Make a list using the titles below, in the following
format "<title>|<probability>", which assigns a probability
that I will find the title interesting given the following
paragraph describing my preferences. Score each title
individually yourself without code assistance.

Preferences: <preference description>

List of titles: <titles>

The data obtained from the first two steps is available in the first two columns here.

SURROGATE TRAINING

I train just about the simplest possible effective surrogate using sentence transformer embeddings (all-MPNet-base-v2) and a Ridge regression. I use sentence transformers because it runs quickly on CPU, and Ridge because it is the simplest modification to a linear regression required to handle a fat matrix (#columns > #rows).

from sentence_transformers import SentenceTransformer
from sklearn.linear_model import Ridge
from sklearn.model_selection import KFold
from scipy.stats import spearmanr
import pandas as pd
import numpy as np


S = pd.read_csv("titles_scored.csv", sep="|", header=None)
S.columns = ["title", "score"]

X = SentenceTransformer('all-MPNet-base-v2').encode(S.title.values)

Cs, Dif = [], []
for TR, TE in KFold(n_splits=20, shuffle=True).split(X):
    M = Ridge(alpha=5).fit(X[TR], S.score[TR])
    P = M.predict(X[TE])
    corr, _ = spearmanr(P, S.score[TE])
    dif = np.median(np.abs(P-S.score[TE]))
    Cs.append(corr), Dif.append(dif)

print("Median correlation", np.median(Cs))
print("Median abs. diff.", np.median(Dif))

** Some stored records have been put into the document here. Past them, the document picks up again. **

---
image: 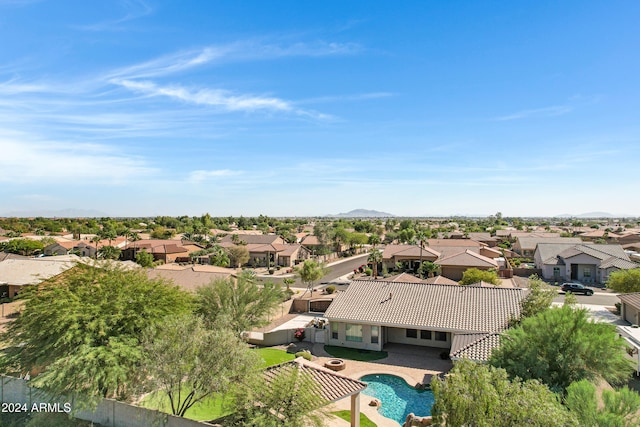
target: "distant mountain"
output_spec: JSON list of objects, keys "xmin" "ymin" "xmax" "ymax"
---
[
  {"xmin": 1, "ymin": 208, "xmax": 109, "ymax": 218},
  {"xmin": 555, "ymin": 212, "xmax": 633, "ymax": 218},
  {"xmin": 329, "ymin": 209, "xmax": 395, "ymax": 218}
]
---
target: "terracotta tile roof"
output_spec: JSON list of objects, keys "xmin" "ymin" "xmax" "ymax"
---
[
  {"xmin": 0, "ymin": 252, "xmax": 31, "ymax": 262},
  {"xmin": 427, "ymin": 239, "xmax": 487, "ymax": 248},
  {"xmin": 516, "ymin": 237, "xmax": 582, "ymax": 251},
  {"xmin": 145, "ymin": 266, "xmax": 231, "ymax": 291},
  {"xmin": 273, "ymin": 243, "xmax": 302, "ymax": 256},
  {"xmin": 247, "ymin": 243, "xmax": 283, "ymax": 253},
  {"xmin": 422, "ymin": 276, "xmax": 460, "ymax": 286},
  {"xmin": 302, "ymin": 236, "xmax": 320, "ymax": 246},
  {"xmin": 264, "ymin": 357, "xmax": 367, "ymax": 402},
  {"xmin": 0, "ymin": 257, "xmax": 78, "ymax": 285},
  {"xmin": 618, "ymin": 292, "xmax": 640, "ymax": 309},
  {"xmin": 220, "ymin": 232, "xmax": 284, "ymax": 245},
  {"xmin": 436, "ymin": 249, "xmax": 498, "ymax": 268},
  {"xmin": 378, "ymin": 273, "xmax": 423, "ymax": 283},
  {"xmin": 450, "ymin": 332, "xmax": 500, "ymax": 362},
  {"xmin": 382, "ymin": 245, "xmax": 440, "ymax": 259},
  {"xmin": 325, "ymin": 280, "xmax": 525, "ymax": 333}
]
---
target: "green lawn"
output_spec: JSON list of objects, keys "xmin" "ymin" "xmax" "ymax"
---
[
  {"xmin": 140, "ymin": 392, "xmax": 230, "ymax": 421},
  {"xmin": 332, "ymin": 411, "xmax": 377, "ymax": 427},
  {"xmin": 140, "ymin": 348, "xmax": 295, "ymax": 421},
  {"xmin": 255, "ymin": 348, "xmax": 296, "ymax": 368},
  {"xmin": 324, "ymin": 345, "xmax": 388, "ymax": 362}
]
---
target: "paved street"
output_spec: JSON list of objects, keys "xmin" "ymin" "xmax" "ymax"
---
[{"xmin": 263, "ymin": 253, "xmax": 369, "ymax": 289}]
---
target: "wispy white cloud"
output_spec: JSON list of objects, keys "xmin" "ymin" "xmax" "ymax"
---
[
  {"xmin": 188, "ymin": 169, "xmax": 243, "ymax": 183},
  {"xmin": 104, "ymin": 46, "xmax": 226, "ymax": 80},
  {"xmin": 494, "ymin": 105, "xmax": 573, "ymax": 121},
  {"xmin": 111, "ymin": 79, "xmax": 330, "ymax": 119},
  {"xmin": 0, "ymin": 132, "xmax": 156, "ymax": 184},
  {"xmin": 105, "ymin": 40, "xmax": 362, "ymax": 80},
  {"xmin": 111, "ymin": 80, "xmax": 292, "ymax": 111},
  {"xmin": 73, "ymin": 0, "xmax": 153, "ymax": 31},
  {"xmin": 296, "ymin": 92, "xmax": 394, "ymax": 105}
]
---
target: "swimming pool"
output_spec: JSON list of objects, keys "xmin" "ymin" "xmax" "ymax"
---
[{"xmin": 360, "ymin": 374, "xmax": 434, "ymax": 425}]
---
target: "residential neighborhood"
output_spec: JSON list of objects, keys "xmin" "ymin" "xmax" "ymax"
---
[
  {"xmin": 0, "ymin": 217, "xmax": 640, "ymax": 426},
  {"xmin": 0, "ymin": 0, "xmax": 640, "ymax": 427}
]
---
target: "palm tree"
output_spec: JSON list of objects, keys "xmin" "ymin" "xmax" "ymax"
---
[
  {"xmin": 295, "ymin": 259, "xmax": 326, "ymax": 297},
  {"xmin": 418, "ymin": 261, "xmax": 440, "ymax": 279},
  {"xmin": 367, "ymin": 249, "xmax": 382, "ymax": 279},
  {"xmin": 416, "ymin": 228, "xmax": 429, "ymax": 267},
  {"xmin": 90, "ymin": 234, "xmax": 102, "ymax": 259}
]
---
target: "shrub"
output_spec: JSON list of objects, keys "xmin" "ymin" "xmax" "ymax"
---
[
  {"xmin": 296, "ymin": 350, "xmax": 312, "ymax": 361},
  {"xmin": 282, "ymin": 289, "xmax": 295, "ymax": 301},
  {"xmin": 293, "ymin": 328, "xmax": 305, "ymax": 341}
]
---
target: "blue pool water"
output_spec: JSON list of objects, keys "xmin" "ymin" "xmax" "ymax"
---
[{"xmin": 360, "ymin": 374, "xmax": 434, "ymax": 425}]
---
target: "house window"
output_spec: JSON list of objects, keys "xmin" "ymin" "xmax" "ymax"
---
[
  {"xmin": 346, "ymin": 323, "xmax": 362, "ymax": 342},
  {"xmin": 371, "ymin": 326, "xmax": 380, "ymax": 344}
]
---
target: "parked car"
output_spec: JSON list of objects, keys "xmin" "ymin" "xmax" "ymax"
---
[{"xmin": 560, "ymin": 283, "xmax": 593, "ymax": 295}]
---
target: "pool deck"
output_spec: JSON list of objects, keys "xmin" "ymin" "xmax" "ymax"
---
[{"xmin": 312, "ymin": 344, "xmax": 453, "ymax": 427}]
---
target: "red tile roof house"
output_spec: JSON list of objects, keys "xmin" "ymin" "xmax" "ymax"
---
[
  {"xmin": 325, "ymin": 280, "xmax": 527, "ymax": 360},
  {"xmin": 382, "ymin": 245, "xmax": 440, "ymax": 271},
  {"xmin": 534, "ymin": 243, "xmax": 639, "ymax": 283},
  {"xmin": 0, "ymin": 256, "xmax": 78, "ymax": 298},
  {"xmin": 122, "ymin": 239, "xmax": 202, "ymax": 264},
  {"xmin": 436, "ymin": 249, "xmax": 499, "ymax": 280},
  {"xmin": 220, "ymin": 234, "xmax": 310, "ymax": 267}
]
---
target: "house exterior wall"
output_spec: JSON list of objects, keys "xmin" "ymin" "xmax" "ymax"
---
[
  {"xmin": 327, "ymin": 322, "xmax": 452, "ymax": 351},
  {"xmin": 564, "ymin": 254, "xmax": 602, "ymax": 283},
  {"xmin": 387, "ymin": 328, "xmax": 451, "ymax": 348},
  {"xmin": 440, "ymin": 265, "xmax": 491, "ymax": 281},
  {"xmin": 42, "ymin": 244, "xmax": 69, "ymax": 256},
  {"xmin": 327, "ymin": 322, "xmax": 385, "ymax": 351},
  {"xmin": 540, "ymin": 264, "xmax": 571, "ymax": 281},
  {"xmin": 621, "ymin": 302, "xmax": 640, "ymax": 325}
]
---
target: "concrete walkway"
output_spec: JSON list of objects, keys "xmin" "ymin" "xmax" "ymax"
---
[{"xmin": 311, "ymin": 343, "xmax": 453, "ymax": 427}]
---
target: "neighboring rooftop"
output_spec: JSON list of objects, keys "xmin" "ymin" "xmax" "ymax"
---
[
  {"xmin": 264, "ymin": 357, "xmax": 367, "ymax": 402},
  {"xmin": 450, "ymin": 332, "xmax": 500, "ymax": 362},
  {"xmin": 325, "ymin": 280, "xmax": 526, "ymax": 333}
]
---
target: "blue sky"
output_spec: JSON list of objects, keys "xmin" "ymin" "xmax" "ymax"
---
[{"xmin": 0, "ymin": 0, "xmax": 640, "ymax": 216}]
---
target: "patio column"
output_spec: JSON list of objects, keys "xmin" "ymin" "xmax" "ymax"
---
[{"xmin": 351, "ymin": 393, "xmax": 360, "ymax": 427}]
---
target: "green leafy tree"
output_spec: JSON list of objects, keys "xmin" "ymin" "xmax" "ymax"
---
[
  {"xmin": 418, "ymin": 261, "xmax": 440, "ymax": 279},
  {"xmin": 295, "ymin": 259, "xmax": 326, "ymax": 296},
  {"xmin": 431, "ymin": 360, "xmax": 578, "ymax": 427},
  {"xmin": 367, "ymin": 249, "xmax": 382, "ymax": 279},
  {"xmin": 460, "ymin": 268, "xmax": 502, "ymax": 285},
  {"xmin": 231, "ymin": 364, "xmax": 329, "ymax": 427},
  {"xmin": 0, "ymin": 264, "xmax": 192, "ymax": 403},
  {"xmin": 136, "ymin": 250, "xmax": 155, "ymax": 268},
  {"xmin": 227, "ymin": 245, "xmax": 249, "ymax": 268},
  {"xmin": 0, "ymin": 239, "xmax": 44, "ymax": 256},
  {"xmin": 490, "ymin": 304, "xmax": 633, "ymax": 392},
  {"xmin": 142, "ymin": 314, "xmax": 260, "ymax": 417},
  {"xmin": 196, "ymin": 271, "xmax": 284, "ymax": 335},
  {"xmin": 565, "ymin": 380, "xmax": 640, "ymax": 427},
  {"xmin": 98, "ymin": 246, "xmax": 122, "ymax": 259},
  {"xmin": 607, "ymin": 268, "xmax": 640, "ymax": 293},
  {"xmin": 520, "ymin": 275, "xmax": 558, "ymax": 318}
]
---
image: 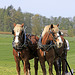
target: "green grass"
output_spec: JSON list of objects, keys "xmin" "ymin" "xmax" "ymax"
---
[{"xmin": 0, "ymin": 34, "xmax": 75, "ymax": 75}]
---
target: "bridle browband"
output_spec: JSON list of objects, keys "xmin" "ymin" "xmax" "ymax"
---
[{"xmin": 38, "ymin": 32, "xmax": 56, "ymax": 51}]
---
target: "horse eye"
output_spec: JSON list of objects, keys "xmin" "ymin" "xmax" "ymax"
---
[{"xmin": 12, "ymin": 30, "xmax": 14, "ymax": 34}]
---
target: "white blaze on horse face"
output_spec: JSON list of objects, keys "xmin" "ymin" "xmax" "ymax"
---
[
  {"xmin": 15, "ymin": 31, "xmax": 19, "ymax": 43},
  {"xmin": 57, "ymin": 33, "xmax": 63, "ymax": 48}
]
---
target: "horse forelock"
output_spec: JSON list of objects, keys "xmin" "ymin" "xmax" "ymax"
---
[{"xmin": 14, "ymin": 24, "xmax": 23, "ymax": 32}]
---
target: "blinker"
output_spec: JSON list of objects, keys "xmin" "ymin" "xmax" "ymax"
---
[{"xmin": 12, "ymin": 29, "xmax": 14, "ymax": 34}]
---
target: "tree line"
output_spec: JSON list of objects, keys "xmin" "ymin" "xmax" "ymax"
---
[{"xmin": 0, "ymin": 5, "xmax": 75, "ymax": 36}]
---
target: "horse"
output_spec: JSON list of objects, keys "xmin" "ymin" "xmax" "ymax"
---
[
  {"xmin": 38, "ymin": 31, "xmax": 66, "ymax": 75},
  {"xmin": 12, "ymin": 24, "xmax": 39, "ymax": 75}
]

M = Ridge(alpha=1).fit(X, S.score)
S["score_"] = M.predict(X)
( S.sort_values("score_", ascending=False)
  .to_csv("titles_scored_approx.csv", index=False) )

RESULTS

On a 20-fold cross-validation, remarkably, this simple model achieves a median Spearman rank correlation of 0.74, and median absolute difference of 0.14. The output of model training is available in the final column here. Given that there has been no optimisation, I am happy with the implied ranking qualitatively. That is, I’d prefer if the articles were ranked this way compared to the HN default.

EXTENSTIONS AND IMPROVEMENTS

More data. I think much better results could be achieved with about 10k labelled titles because 500 it too few to represent the preference description.
Prompt engineering. I haven’t given the prompt template any thought. Spending more words to explain to the LLM what a preference ranking is and how to do it would likely improve results.
Better preference description. My description mentions many separate preferences but doesn’t describe how they should be treated relatively to each other. More details about the preference would likely improve the ranking.
A more complex model. Given more data, something like xgboost could be used to cheaply learn a more nuanced model.